The availability of unlicensed millimeter wave (mm-wave) radio frequency (RF) bands is spurring the development of main stream applications that use mm-wave wireless technologies. For example, the Institute of Electrical and Electronics Engineers (IEEE) 802.11ad standard—also known as Wi-Gig to consumers—promises up to approximately 7 Gigabits per second data rate over the 60 GHz frequency band for consumer applications such as wireless transmission of high-definition video.
Communication over mm-wave frequency bands can be implemented in wireless communications devices by a RFIC package soldered to a printed circuit board of the device. The RFIC package typically comprises an RFIC chip and an array of non-directional antenna elements used for wireless communications with another mm-wave transceiver.
Unfortunately, mm-wave frequency bands are associated with severe path loss and high inter-symbol interference. To reduce interference and improve communication quality, beamforming techniques are usually used to simulate a directional antenna. Beamforming is typically implemented with an RFIC chip that has phase shifting capabilities of the signal fed to each non-directional antenna array element in order to electronically point the simulated antenna toward a RF signal source. Unfortunately, including phase shifting capabilities for beamforming can significantly increase the size, cost, and complexity of the RFIC chip.

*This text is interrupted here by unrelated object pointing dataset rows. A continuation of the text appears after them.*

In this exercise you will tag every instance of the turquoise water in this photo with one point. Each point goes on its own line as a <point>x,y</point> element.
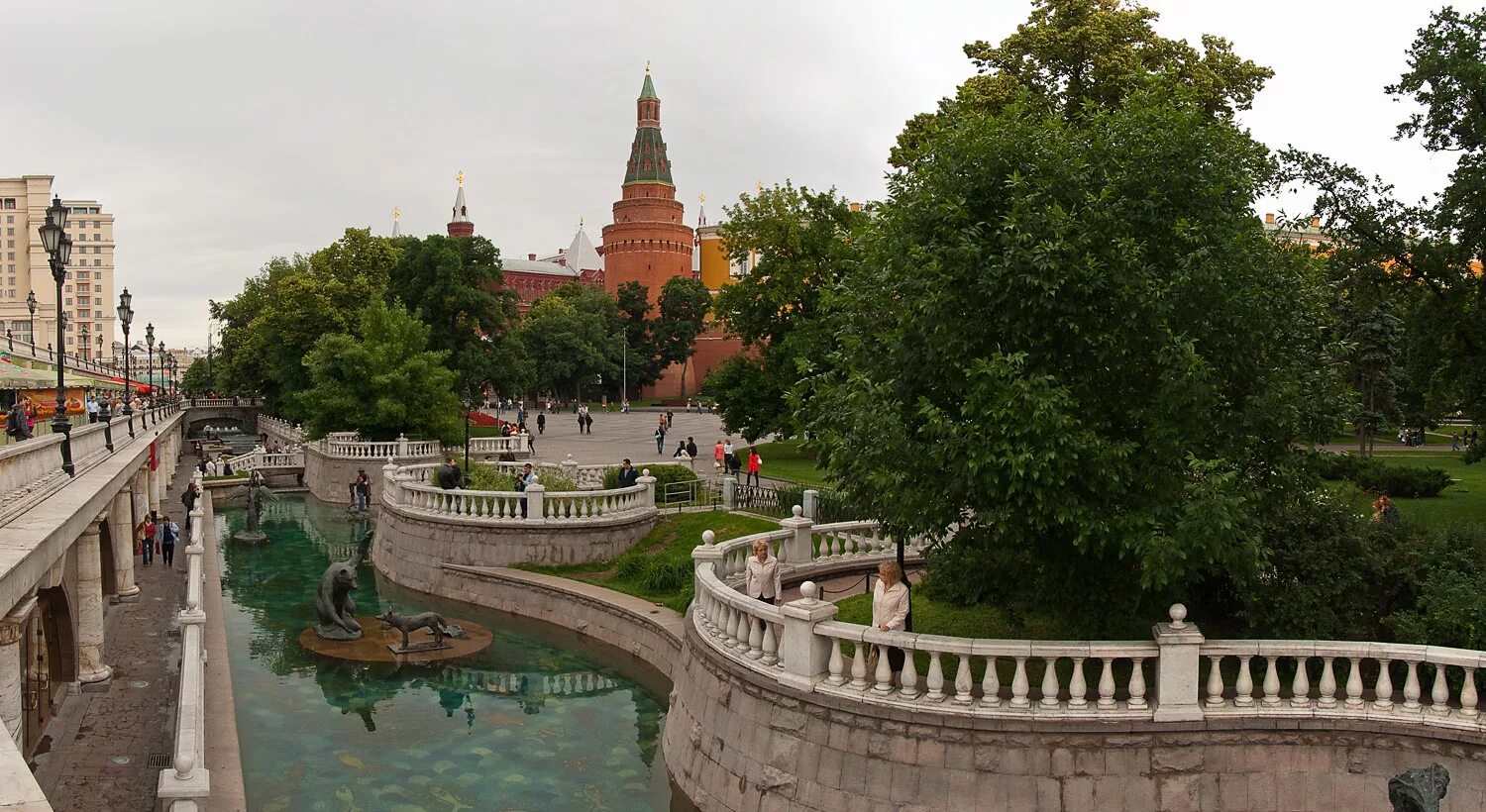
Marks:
<point>537,722</point>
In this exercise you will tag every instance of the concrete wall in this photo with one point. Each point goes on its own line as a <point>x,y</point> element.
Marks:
<point>734,743</point>
<point>416,545</point>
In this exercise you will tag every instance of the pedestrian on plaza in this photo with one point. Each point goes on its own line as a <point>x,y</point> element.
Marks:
<point>363,490</point>
<point>891,607</point>
<point>525,479</point>
<point>169,532</point>
<point>761,580</point>
<point>148,539</point>
<point>627,473</point>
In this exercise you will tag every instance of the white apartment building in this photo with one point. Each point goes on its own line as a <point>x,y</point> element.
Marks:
<point>88,291</point>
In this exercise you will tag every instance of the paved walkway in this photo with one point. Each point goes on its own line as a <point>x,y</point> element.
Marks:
<point>124,722</point>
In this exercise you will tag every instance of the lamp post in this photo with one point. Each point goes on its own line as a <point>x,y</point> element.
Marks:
<point>125,317</point>
<point>30,305</point>
<point>149,361</point>
<point>59,250</point>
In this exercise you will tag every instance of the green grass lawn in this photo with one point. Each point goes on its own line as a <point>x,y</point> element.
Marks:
<point>659,565</point>
<point>785,460</point>
<point>1462,500</point>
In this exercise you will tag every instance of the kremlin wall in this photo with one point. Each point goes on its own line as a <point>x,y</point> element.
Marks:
<point>647,243</point>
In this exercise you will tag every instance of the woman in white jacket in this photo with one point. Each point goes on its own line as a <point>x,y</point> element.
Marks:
<point>891,607</point>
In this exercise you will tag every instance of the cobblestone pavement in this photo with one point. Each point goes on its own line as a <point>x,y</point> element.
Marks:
<point>124,722</point>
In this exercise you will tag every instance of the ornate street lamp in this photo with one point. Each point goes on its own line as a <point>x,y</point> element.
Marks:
<point>30,305</point>
<point>149,361</point>
<point>59,250</point>
<point>125,317</point>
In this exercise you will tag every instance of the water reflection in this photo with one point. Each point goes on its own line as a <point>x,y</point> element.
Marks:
<point>526,723</point>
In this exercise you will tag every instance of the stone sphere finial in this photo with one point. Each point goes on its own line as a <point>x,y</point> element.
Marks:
<point>1179,616</point>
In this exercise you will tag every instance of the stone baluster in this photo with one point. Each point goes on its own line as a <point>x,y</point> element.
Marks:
<point>807,655</point>
<point>1078,686</point>
<point>1301,684</point>
<point>933,683</point>
<point>1440,695</point>
<point>963,681</point>
<point>1177,668</point>
<point>990,684</point>
<point>91,669</point>
<point>1049,683</point>
<point>1411,687</point>
<point>121,536</point>
<point>1019,686</point>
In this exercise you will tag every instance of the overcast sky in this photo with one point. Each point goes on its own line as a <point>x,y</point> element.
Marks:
<point>223,134</point>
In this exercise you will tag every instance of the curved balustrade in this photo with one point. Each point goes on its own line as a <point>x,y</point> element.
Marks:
<point>802,646</point>
<point>410,487</point>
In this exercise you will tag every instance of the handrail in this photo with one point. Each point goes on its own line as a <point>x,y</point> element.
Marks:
<point>1176,675</point>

It would be desirable to have a solution for reducing interference and improving communication quality over mm-wave frequency bands that does not incur the size, cost, and complexity disadvantages associated with including phase shifting capabilities for beamforming in RFIC chips.
The approaches described in this section are approaches that could be pursued, but not necessarily approaches that have been previously conceived or pursued. Therefore, unless otherwise indicated, it should not be assumed that any of the approaches described in this section qualify as prior art merely by virtue of their inclusion in this section.